The measures used were:

  • Outcome measure: Looking at error rates, and harmful errors
  • Outcome measure: Patient and family satisfaction
  • Balancing measure: Length of ward round
  • Balancing measure: Amount of teaching on ward round.
  • Process measure: Communication processes on ward round.

Although overall error rates were unchanged, harmful medical errors decreased and Satisfaction scores rose and communication processes improved. There was no significant impact on ward round length or teaching on ward rounds.

My own experience over the years has been that I have shifted from asking family members to leave the room during rounds, to asking if they can stay. The conversations around progress and plans for care involve families and patients equally. Bringing in students adds a dimension of teaching, usually in patient-centred language, and it enriches the discussion. These conversations lead to patient-centred decisions, which are understood by relatives as well as the patients.

In the words of Helen Haskell, president of Mothers against Medical Error, one of the lead researchers, ‘It doesn’t just feel good, it can help improve the safety and quality of care – I would add, improve health literacy, agency and opportunity for realistic, patient centred care to be forefront of care planning. This study is a model of how families and care provides can co-produce an intervention to make care safer and better.’

And more realistic.

 

The Handbook of Non-Drug Interventions

Thank you to the British Journal of General Practice for pointing me in this direction. HANDI is a project launched by the Royal Australian College of General Practitioners in 2013, to promote effective non-drug treatments. Now the RCGP is partnering with the RACGP to bring this approach to the UK.

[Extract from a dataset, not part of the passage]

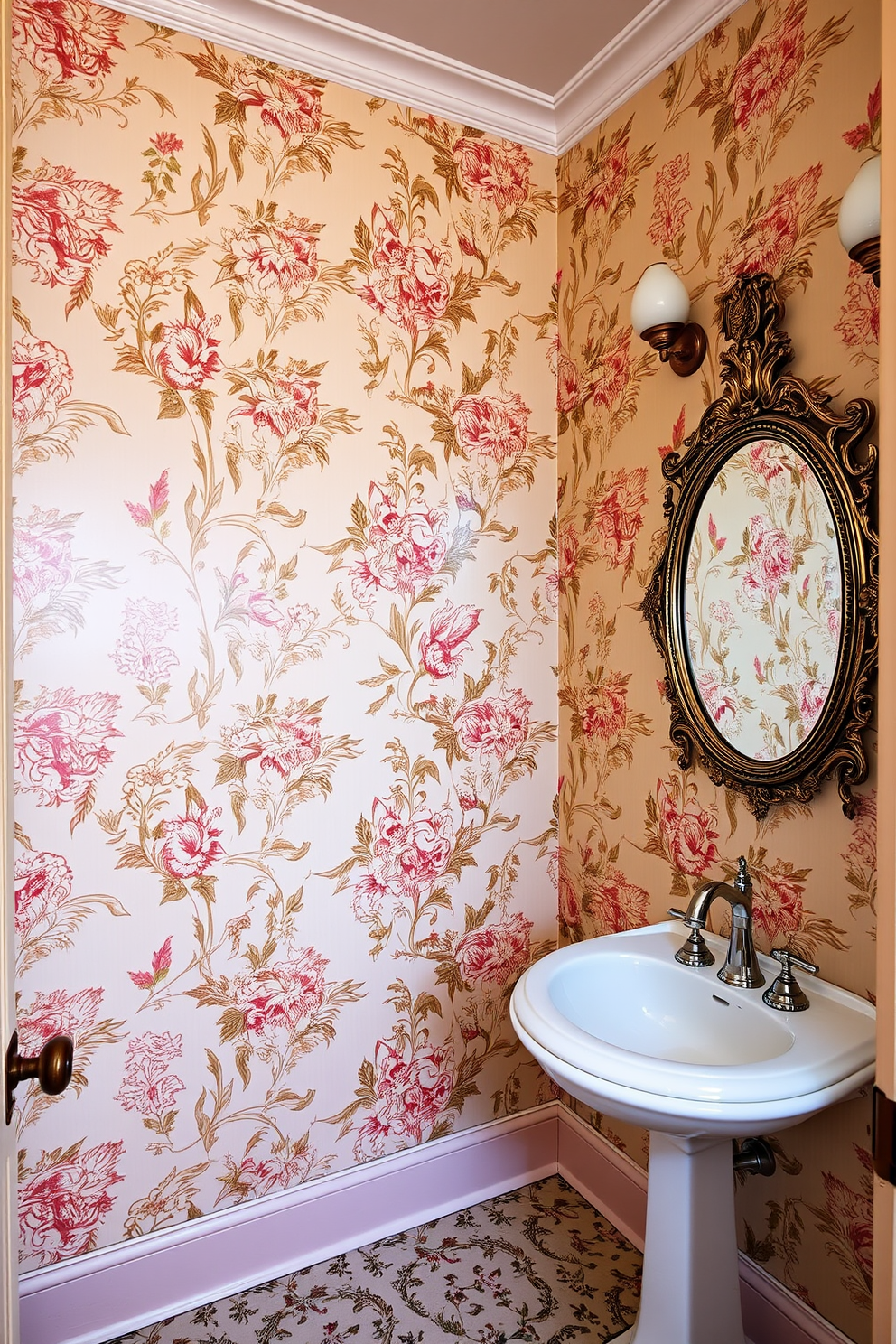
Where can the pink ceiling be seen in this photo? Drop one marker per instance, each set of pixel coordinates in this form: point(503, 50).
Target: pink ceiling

https://www.racgp.org.au/clinical-resources/clinical-guidelines/handbook-of-non-drug-interventions-(handi)/handi-interventions

The HANDI resource collects evidence based non-drug interventions relevent to and practical for GPs. Many of the interventions on the webpage are common-sense, and practical. Many of them are treatments I already use or prescribe, like the Epley manoevere, or wet combing for headlice. There are other recommendations that I had previously dismissed, not realising that there was an evidence base.

Delivering non drug interventions in practice promotes health literacy and reduces clinical dependence; for these interventions to be effective, patients and families will need to understand how they will help, and can apply the learning in the future.

Personalising Realistic Medicine

This year’s annual report from the Chief Medical Office has been published. I commend it to you.

Over 2000 years ago, Hippocrates observed that:

‘it is more important to know what sort of person has a disease than to know what sort of disease a person has’.